I’ve never observed the Proteaceae in their native habitats, but I hope that will change in the future. A botanical trip to South Africa or Australia would be amazing! However, the Arboretum at UC Santa Cruz has a wonderful collection of southern hemisphere plants including species of Banksia, Protea, and other representatives of the family. The plants grow well in central California presumably because of the shared Mediterranean climate with other regions where Proteaceae grow. A walk through the paths of Banksia and other species is a pleasant journey to another botanical world unfamiliar to us in North America. The Arboretum also has quite a few species for sale at reasonable prices, and I could not pass up the chance to buy a few!

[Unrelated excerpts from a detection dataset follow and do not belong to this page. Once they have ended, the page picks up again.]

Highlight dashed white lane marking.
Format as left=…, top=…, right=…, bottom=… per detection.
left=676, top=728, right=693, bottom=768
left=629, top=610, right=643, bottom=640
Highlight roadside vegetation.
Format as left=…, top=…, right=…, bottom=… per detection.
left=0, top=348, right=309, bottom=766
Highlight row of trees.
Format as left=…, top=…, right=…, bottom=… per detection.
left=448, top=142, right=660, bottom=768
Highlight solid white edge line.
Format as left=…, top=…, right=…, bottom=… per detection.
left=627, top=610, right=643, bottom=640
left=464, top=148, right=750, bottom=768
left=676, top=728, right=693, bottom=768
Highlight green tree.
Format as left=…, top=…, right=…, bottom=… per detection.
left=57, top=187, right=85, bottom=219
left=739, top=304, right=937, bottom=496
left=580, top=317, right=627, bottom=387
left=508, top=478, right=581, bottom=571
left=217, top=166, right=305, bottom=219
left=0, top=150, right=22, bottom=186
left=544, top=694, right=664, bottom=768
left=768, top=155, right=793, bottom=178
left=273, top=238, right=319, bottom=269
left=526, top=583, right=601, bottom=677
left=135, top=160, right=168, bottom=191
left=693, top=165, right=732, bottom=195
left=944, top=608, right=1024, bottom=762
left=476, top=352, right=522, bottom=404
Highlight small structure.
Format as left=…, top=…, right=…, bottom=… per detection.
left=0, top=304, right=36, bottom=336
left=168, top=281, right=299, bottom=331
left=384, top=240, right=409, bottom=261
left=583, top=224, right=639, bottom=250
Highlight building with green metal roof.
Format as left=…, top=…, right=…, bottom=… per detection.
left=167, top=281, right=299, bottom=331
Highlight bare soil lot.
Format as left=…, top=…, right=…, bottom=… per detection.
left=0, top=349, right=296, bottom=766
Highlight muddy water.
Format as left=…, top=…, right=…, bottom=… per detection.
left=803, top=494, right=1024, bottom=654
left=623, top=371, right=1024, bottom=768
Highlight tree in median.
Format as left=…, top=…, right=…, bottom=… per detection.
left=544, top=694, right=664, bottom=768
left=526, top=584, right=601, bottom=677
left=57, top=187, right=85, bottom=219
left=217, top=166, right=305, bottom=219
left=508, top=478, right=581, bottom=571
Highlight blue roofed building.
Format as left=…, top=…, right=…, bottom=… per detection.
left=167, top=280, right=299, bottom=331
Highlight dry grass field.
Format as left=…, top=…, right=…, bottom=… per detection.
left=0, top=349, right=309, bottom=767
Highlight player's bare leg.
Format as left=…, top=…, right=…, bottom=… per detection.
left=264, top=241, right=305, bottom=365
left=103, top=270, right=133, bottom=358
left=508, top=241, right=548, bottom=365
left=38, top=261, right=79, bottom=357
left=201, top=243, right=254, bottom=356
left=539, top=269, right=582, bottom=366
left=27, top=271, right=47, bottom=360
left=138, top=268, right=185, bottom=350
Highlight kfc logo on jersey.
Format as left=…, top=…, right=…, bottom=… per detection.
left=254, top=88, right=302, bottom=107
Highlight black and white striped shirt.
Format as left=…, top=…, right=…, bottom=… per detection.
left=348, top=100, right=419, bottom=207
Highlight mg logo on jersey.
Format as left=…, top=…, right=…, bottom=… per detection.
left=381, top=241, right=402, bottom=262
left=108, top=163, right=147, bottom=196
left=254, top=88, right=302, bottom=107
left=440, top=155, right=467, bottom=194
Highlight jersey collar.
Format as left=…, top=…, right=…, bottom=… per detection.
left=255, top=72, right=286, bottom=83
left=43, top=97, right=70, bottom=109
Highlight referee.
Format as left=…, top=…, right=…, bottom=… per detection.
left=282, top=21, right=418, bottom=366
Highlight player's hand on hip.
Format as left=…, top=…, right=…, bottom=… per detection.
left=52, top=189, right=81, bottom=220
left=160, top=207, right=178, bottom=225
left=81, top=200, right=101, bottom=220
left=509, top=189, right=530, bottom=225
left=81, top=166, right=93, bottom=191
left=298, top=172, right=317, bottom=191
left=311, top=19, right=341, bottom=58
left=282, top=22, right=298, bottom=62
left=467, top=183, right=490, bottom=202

Ecologically, morphologically, and even mixed into your chocolate chip cookies, the Proteaceae are incredible plants, a botanical treasure from the southern hemisphere!


References

Carpenter RJ, Macphail MK, Jordan GJ, Hill RS. 2015. Fossil evidence for open, Proteaceae-dominated healthlands and fire in the Late Cretaceous of Australia. American Journal of Botany 102:2092-2107.

George AS. 1984. An introduction to the Proteaceae of Western Australia. Kangaroo Press, Kenthurst, Australia.

Rebelo T. 1995. Proteas. A field guide to the Proteas of southern Africa. Fernwood Press.

Sainsbury RM. 1991. A field guide to smokebushes and honeysuckles (Conospermum and Lambertia). University of Western Australia Press.

Verboom GA, Bergh NG, Haiden SA, Hoffman V, Britton MN. 2015. Topography as a driver of diversification in the Cape Floristic Region of South Africa. New Phytologist 207:368-376.

Wrigley JW. 1989. Banksias, Waratahs and Grevilleas and all other plants in the Australian Proteaceae family. Collins Publishers Australia.

Banksia victoriae. Inflorescences and saw-tooth leaves (left); close-up of inflorescence (right). Photos from UCSC Arboretum.